Le contact de Restif avec Paris – où il mourra dans une misère totale – a suscité en lui une vocation forcenée de réformateur. Il ne fut pas le seul en son temps, et cette obsession réformatrice reste la part la plus éphémère de son œuvre. Précis, passionnant, émouvant quand il parle des paysans, qu'il a bien connus, il devient prolixe, naïf, utopique et souvent très conservateur dès qu'il imagine une société future. Mais il faut lui reconnaître un entêtement et aussi une cohérence obstinés dans les principes qu'il propose pour réformer la nation et les hommes. Il s'attaque délibérément à tous les problèmes et à tous les sujets : la prostitution (dans Le Pornographe où il propose une réglementation étatique) ; le théâtre (dans La Mimographe où il propose aux auteurs une mission que ne désavoueraient pas nos modernes théâtres populaires : former le goût du peuple, éveiller sa curiosité et sa sensibilité) ; l'éducation des jeunes filles (dans Les Gynographes où il révèle des tendances plus que conservatrices : il ne faut jamais apprendre à lire aux jeunes filles mais à bien coudre et à bien filer) ; les lois et la société (dans Les Thesmographes où il propose une société de type communiste fondée sur la propriété collective des biens de production et une propriété agraire et privée réglementée) ; la langue enfin (dans Le Glossographe, non publié de son vivant, où il suggère une réforme cohérente de l'orthographe et de la langue française).
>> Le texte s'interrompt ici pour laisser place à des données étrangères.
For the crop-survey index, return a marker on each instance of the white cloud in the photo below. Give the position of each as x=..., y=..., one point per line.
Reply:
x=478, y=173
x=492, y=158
Dans toutes ces tentatives, Restif n'a eu qu'un seul défaut : ignorer la réalité et le développement croissant de l'industrie et du machinisme. Il reprend, à l'échelle du pays tout entier, son rêve adolescent d'un grand village harmonieux, son utopie de communautés limitées à un isolat rural. Pour le reste, il ne fut ni moins ni plus rêveur que ses contemporains.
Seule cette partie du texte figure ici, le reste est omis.